- Born: 31 July 1724 Amines, France
- Died: 7 April 1801 (aged 76) Paris, France
- Occupations: Lexicographer and grammarian
- Family: Charles de Wailly (brother)

= Noël François de Wailly =

French grammarian and lexicographer (1724–1801)

Noël François de Wailly (31 July 1724 - 7 April 1801) was a French grammarian and lexicographer.

==Life==
He was born at Amiens. He was a student of Joseph Valart and Philippe de Prétot.

Noël François de Wailly spent his life in Paris, where for many years he carried on a school which was extensively patronized by foreigners who wished to learn French. In 1754 he published Principes généraux de la langue française, which revolutionized the teaching of grammar in France. The book was adopted as a textbook by the University of Paris and generally used throughout France, an abstract of it being prepared for primary educational purposes.

In 1771, de Wailly published Moyens simples et raisonnés de diminuer les imperfections de notre orthographe, in which he advocated phonetic spelling.
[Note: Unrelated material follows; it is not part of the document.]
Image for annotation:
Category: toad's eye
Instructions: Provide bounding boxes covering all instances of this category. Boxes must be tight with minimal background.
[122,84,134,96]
He was a member of the Institute from its foundation (1795), and took an active part in the preparation of the Dictionnaire de l'Académie.

His works, in addition to those cited, include L'Orthographe des dames (1782) and Le Nouveau Vocabulaire français, ou abrégé du dictionnaire de l'Académie (1801).

He was the brother of architect Charles De Wailly and the grandfather of archivist and librarian Natalis de Wailly.